Prepare the Shrimp and Squid
In a bowl mix the olive oil and chilli spread. Add the shrimp and the squid and toss to combine.
- Skewer the shrimp and refrigerate the squid and skewers until ready to use.
Prepare the Tomato Broth
Heat a flat bottom wok over medium heat (on charcoal, half coals/ half indirect heat)
- Add the oil, onions, fennel, jalapeños & salt, cook stirring occasionally for 4 to 5 minutes, until they have softened. Add the garlic and cook for one minute more.
- Move the wok over the coals and add the wine, cook for 1-2 minutes scrapping the brown bits from the bottom of the pan.
- Add chicken stock and tomatoes and bring to a low boil. Add the mussels to the wok, cover and move to the indirect zone.
Cook the Nduja and Squid
Place the 'Nduja crumbles in a small skillet over the direct heat. Cook until it starts to melt and release its oils, about 3 minutes. Using a slotted spoon, remove the 'Nduja from the skillet and place on paper towels.
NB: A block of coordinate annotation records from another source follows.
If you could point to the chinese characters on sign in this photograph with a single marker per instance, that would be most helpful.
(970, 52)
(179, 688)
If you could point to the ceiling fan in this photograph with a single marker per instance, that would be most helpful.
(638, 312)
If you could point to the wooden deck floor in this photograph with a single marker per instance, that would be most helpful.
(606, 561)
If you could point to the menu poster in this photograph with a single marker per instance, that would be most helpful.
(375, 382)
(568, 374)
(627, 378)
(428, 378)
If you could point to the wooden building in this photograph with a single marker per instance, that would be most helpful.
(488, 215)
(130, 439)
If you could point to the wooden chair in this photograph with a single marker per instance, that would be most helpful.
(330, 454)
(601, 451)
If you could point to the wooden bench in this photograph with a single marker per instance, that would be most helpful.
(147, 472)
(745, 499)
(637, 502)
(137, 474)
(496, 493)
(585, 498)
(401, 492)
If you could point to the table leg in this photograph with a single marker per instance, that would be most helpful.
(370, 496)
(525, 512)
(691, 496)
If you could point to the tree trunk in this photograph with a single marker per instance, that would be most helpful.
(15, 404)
- Remove most of the 'Nduja oils from the pan, leaving about 1 tablespoon to cook the squid with.
- Heat Nduja oils in a skillet over high heat. Add the baby squid to the skillet and cook for 1 1/2 to 3 minutes, or until they turn opaque and curl up. Toss/stir occasionally.
- Add the squid rings and tentacles into the wok, nestle them into the tomato broth.
Sear the Shrimp
Sear the shrimp over the hot coals for 2 minutes per side then add them to the wok.
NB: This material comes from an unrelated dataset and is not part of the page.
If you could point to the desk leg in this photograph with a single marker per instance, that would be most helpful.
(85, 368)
- You can also grill your toast with a drizzle of olive oil at this time.
Garnish and Serve
Discard any mussels that do not open. Sprinkle with chopped parsley.
- Bring the whole pot to the table and let everyone scoop small portions at a time.
- Serve mussels with grilled bread for dipping, and a spoon… because you will not want to waste a drop of this broth.